Метод приложений может
быть также перевёрнут — так, например, здесь, где «Святое», будучи уже
порождено нами, не приобретает дальнейших приложений, а само превращается в
приложение к новому определению; это — сочетание прогрессии с уравнением. Так, «оставшаяся» после некоторого диалектического процесса «мысль
о чём-то Другом», чему «Я должен был служить больше, чем Себе» (per appos.),
«что должно было быть для Меня важнее всего» (per appos.),
«словом — Нечто, в чём Мне следовало бы искать Моё истинное благо» (наконец
per appos.
происходит возвращение к первому ряду), становится «Святым» (стр. 48).
У нас здесь две прогрессии, которые приравниваются друг к другу и могут дать таким образом материал для множества различных
уравнений. Но об этом после.
С помощью этого метода «Святое», которое
мы знали до сих пор лишь как чисто теоретическую характеристику чисто
теоретических отношений, приобрело также новый практический смысл как «нечто,
в чём Мне следовало бы искать Моё истинное благо», что даёт возможность сделать
Святое противоположностью эгоиста.

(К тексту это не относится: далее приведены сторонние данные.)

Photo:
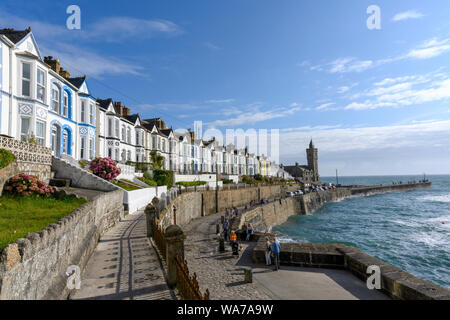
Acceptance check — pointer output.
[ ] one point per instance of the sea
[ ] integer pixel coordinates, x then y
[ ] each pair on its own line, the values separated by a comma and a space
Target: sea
410, 230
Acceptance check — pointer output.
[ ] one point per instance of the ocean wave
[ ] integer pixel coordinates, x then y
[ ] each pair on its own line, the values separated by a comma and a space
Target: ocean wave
441, 198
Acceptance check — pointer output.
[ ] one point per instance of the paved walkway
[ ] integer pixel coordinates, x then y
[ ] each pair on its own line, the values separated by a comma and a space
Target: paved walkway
124, 266
223, 274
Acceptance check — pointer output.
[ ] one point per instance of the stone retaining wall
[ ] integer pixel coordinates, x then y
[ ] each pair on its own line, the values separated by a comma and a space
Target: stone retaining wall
192, 205
34, 267
395, 282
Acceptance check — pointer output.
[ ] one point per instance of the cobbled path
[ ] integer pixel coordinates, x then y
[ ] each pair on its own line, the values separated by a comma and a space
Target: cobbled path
125, 266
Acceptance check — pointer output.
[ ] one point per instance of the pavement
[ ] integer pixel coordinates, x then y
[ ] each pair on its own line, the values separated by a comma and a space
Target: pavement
125, 266
223, 274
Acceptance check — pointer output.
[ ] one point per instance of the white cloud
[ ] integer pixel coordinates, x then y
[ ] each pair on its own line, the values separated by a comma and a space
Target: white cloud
325, 106
344, 65
411, 14
430, 49
220, 101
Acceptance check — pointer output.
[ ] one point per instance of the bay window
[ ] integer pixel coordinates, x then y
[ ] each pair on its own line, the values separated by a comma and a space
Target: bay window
26, 79
56, 94
24, 128
40, 133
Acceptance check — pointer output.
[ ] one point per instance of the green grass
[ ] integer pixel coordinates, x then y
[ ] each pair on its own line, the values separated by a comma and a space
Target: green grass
124, 185
22, 215
6, 158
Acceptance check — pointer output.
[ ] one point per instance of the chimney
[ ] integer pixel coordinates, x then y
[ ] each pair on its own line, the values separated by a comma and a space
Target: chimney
64, 73
53, 63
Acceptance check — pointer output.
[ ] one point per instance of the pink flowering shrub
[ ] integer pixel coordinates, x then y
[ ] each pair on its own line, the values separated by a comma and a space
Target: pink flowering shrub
27, 185
105, 168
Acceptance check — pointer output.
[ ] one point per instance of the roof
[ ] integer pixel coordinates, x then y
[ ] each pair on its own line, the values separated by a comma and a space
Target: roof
104, 103
78, 82
132, 118
15, 35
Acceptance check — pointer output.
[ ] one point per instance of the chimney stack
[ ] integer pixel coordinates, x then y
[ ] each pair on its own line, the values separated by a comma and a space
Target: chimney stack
53, 63
64, 73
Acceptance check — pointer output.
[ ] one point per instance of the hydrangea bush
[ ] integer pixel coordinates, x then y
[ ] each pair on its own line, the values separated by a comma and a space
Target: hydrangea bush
27, 185
105, 168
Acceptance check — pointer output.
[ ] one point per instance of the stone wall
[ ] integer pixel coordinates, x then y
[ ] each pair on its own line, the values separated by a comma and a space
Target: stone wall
34, 267
80, 178
263, 217
192, 205
396, 283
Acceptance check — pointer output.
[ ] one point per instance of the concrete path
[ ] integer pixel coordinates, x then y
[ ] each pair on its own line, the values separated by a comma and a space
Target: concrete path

Впрочем, едва ли стоит упоминать, что весь
этот диалог с последующей проповедью есть не что иное, как новое повторение уже
три-четыре раза встречавшейся истории о юноше.
Здесь, дойдя до
«эгоиста», мы перережем у Штирнера «струнку» — потому
что, во-первых, мы должны представить его конструкцию во всей её чистоте, без
всяких вплетённых в неё интермеццо, а во-вторых, потому что эти Intermezzi (по аналогии с «des Lazaroni», — Виганд,
стр. 159, должно быть:
Lazzarone, — Санчо сказал бы Intermezzi's) всё равно встретятся нам в других местах книги, ибо Штирнер, вопреки его собственному требованию, отнюдь не
склонен «постоянно вбирать себя в себя», а, наоборот, всё снова извергает себя
самого из себя. Упомянем ещё только, что на поставленный
на стр. 45 вопрос: что такое то нечто, которое отлично от нашего «Я» и является
духом? — ответ дан теперь в том смысле, что это есть Святое, т. е. Чуждое
нашему «Я», и что всё Чуждое нашему «Я» понимается впредь — в силу некоторых
невысказанных приложений, приложений «в себе» — без дальнейших околичностей
как дух. Дух, Святое, Чуждое суть тождественные представления, которым он
объявляет войну, как это уже, почти слово в слово, было рассказано в самом
начале, когда речь шла о юноше и муже. Мы, таким образом, не подвинулись ещё ни
на шаг дальше по сравнению со стр. 20.
а. Привидение
Святой Макс начинает теперь всерьёз
толковать о «духах», этих «детищах духа» (стр. 39), о всеобщей призрачности (стр.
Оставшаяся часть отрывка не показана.